THE ECONOMY will contract by 6 per cent this year as the fallout from severe recession becomes “extremely difficult” to manage and Ireland remains vulnerable to external shocks, according to a new report from Goodbody Stockbrokers.
The Government will have to provide further equity to the banking system, while "unpalatable" decisions will have to be made in the form of cuts in social welfare payments, a reduction in the public sector wage bill, tax hikes and a widening of the tax base, according to the report A Rocky Road Aheadby Goodbody economists Dermot O'Leary and Deirdre Ryan.
The report, which is one of the gloomiest prognoses for the Irish economy yet, concludes that the short-term outlook is becoming irrelevant given the precariousness of State finances.
“The real question is whether Ireland can get its fiscal house in order,” it states.
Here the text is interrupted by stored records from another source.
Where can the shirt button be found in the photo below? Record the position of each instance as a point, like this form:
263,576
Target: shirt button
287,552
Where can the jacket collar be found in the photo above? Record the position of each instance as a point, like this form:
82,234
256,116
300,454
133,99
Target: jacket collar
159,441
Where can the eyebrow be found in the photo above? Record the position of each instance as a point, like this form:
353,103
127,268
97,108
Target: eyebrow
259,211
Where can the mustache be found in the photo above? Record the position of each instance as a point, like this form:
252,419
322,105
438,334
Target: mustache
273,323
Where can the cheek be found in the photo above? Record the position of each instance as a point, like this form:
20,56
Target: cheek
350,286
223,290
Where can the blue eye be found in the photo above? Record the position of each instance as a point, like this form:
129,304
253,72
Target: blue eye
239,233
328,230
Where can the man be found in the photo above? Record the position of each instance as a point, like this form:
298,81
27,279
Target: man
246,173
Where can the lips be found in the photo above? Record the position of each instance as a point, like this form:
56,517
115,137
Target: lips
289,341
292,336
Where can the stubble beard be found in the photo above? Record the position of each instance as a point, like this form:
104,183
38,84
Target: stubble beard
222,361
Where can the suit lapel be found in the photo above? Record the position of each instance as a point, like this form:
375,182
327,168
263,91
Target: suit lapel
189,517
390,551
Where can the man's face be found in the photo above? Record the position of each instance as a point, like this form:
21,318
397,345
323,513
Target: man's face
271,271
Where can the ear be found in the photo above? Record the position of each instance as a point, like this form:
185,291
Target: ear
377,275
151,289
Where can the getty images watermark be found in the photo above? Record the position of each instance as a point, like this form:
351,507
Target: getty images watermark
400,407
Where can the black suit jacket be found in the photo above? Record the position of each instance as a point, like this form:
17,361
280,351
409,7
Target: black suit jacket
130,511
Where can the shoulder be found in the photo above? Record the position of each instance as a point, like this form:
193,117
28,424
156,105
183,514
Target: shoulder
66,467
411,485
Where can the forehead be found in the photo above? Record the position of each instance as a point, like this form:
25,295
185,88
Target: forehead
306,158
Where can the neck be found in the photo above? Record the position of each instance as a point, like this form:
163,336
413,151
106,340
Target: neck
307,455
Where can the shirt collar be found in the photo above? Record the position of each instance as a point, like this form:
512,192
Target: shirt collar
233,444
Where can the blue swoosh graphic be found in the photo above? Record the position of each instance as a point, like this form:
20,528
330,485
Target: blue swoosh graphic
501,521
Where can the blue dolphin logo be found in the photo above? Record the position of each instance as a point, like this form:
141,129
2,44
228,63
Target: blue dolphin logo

The burden of closing the gap on the Exchequer deficit will have to be shared between spending cuts and tax increases, according to Goodbody. A reduction in the public sector pay bill, through both pay cuts and a reduction in employee numbers, is “unavoidable”, the report says.
More controversially, Goodbody says that “careful consideration” must be given to cuts in social welfare payments now that Ireland’s annual inflation rate has turned to deflation.
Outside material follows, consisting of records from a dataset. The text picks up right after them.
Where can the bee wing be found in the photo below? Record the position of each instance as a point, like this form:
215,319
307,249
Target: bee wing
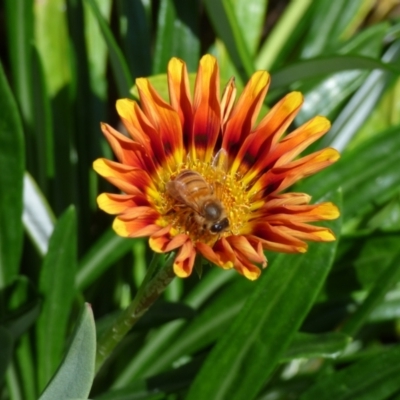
179,191
220,161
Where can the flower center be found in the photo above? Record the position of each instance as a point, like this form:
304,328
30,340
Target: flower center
203,202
“Due to falling prices, it is possible to decrease payments without cutting the real value of the payments,” according to the authors, who add that grant payments in the education sector “may also have to be reconsidered”.
Siptu general president Jack O’Connor said he was “dismayed” by the recommendations in the report. “It is appalling that people threatened with unemployment, and in many cases with the loss of their homes and occupational pension entitlements as well, can expect nothing better from the elite of the financial services industry than the suggestion that their meagre social welfare benefit may be reduced,” Mr O’Connor said.
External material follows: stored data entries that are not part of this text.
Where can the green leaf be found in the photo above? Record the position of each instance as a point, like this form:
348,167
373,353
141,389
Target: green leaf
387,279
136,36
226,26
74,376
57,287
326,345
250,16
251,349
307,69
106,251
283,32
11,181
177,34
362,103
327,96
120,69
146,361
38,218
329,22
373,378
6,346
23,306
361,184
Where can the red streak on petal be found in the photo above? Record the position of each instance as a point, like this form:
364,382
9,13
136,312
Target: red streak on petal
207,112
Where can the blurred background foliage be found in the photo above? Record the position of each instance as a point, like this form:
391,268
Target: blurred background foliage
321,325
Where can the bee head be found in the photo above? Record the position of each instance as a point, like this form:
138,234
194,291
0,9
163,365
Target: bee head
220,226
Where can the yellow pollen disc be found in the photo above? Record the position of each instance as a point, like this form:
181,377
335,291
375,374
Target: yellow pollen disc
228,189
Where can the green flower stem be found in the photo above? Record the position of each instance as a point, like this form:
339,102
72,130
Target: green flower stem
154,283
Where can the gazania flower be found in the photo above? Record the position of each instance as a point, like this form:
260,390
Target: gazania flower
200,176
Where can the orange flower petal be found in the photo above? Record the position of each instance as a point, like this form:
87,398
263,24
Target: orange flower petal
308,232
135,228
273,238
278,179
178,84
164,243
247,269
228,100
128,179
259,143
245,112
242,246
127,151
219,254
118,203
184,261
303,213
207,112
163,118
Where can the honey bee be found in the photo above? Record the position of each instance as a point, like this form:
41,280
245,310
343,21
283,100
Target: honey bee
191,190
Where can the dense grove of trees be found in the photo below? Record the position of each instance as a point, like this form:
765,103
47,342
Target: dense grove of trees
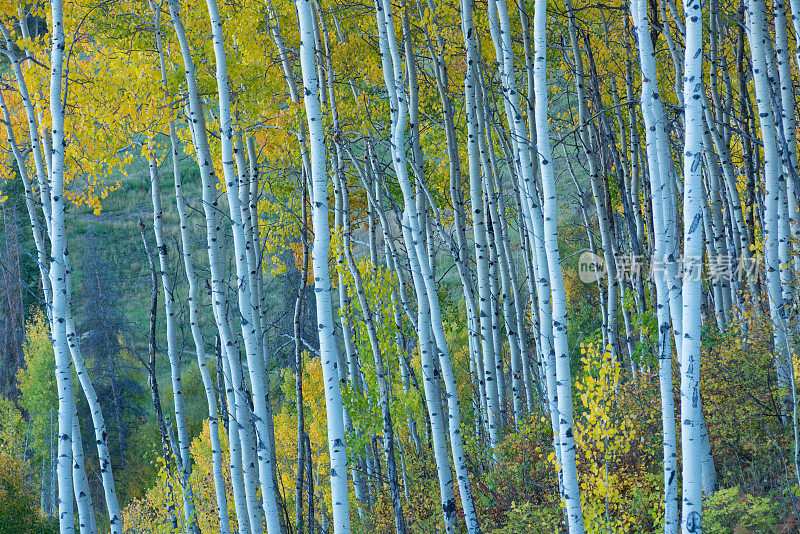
538,263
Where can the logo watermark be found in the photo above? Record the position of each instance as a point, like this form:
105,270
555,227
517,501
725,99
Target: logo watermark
719,268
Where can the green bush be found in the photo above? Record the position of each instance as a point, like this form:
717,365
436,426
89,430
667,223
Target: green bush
730,508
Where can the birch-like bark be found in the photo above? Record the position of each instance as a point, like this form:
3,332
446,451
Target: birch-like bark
570,487
197,337
649,94
182,454
322,283
83,496
60,303
233,372
772,176
694,195
425,282
255,361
The report notes that the rapid increase in unemployment – up 82 per cent in the year to January 2009 – is likely to have an adverse impact on consumer spending. The authors estimate that spending will fall by 7 per cent this year and by a further 5 per cent in 2010.
Outlining the Irish economy’s fiscal frailties, Goodbody said that, on the basis of the Department of Finance’s revised stability programme, Ireland’s debt levels were on track to exceed 87 per cent of gross domestic product (GDP) by 2013.
“While Ireland did have debt levels in excess of this in the 1980s, it is questionable whether international bond markets would fund such an increase in the current environment,” the report states.
Meanwhile, the gross cost to the Government of injecting further equity in the banking system could amount to 5 per cent of GDP, or about €9 billion. “However, this cost could be reduced by offloading these investments in the future. The cost of doing nothing is impossible to calculate but is likely to be significantly greater.”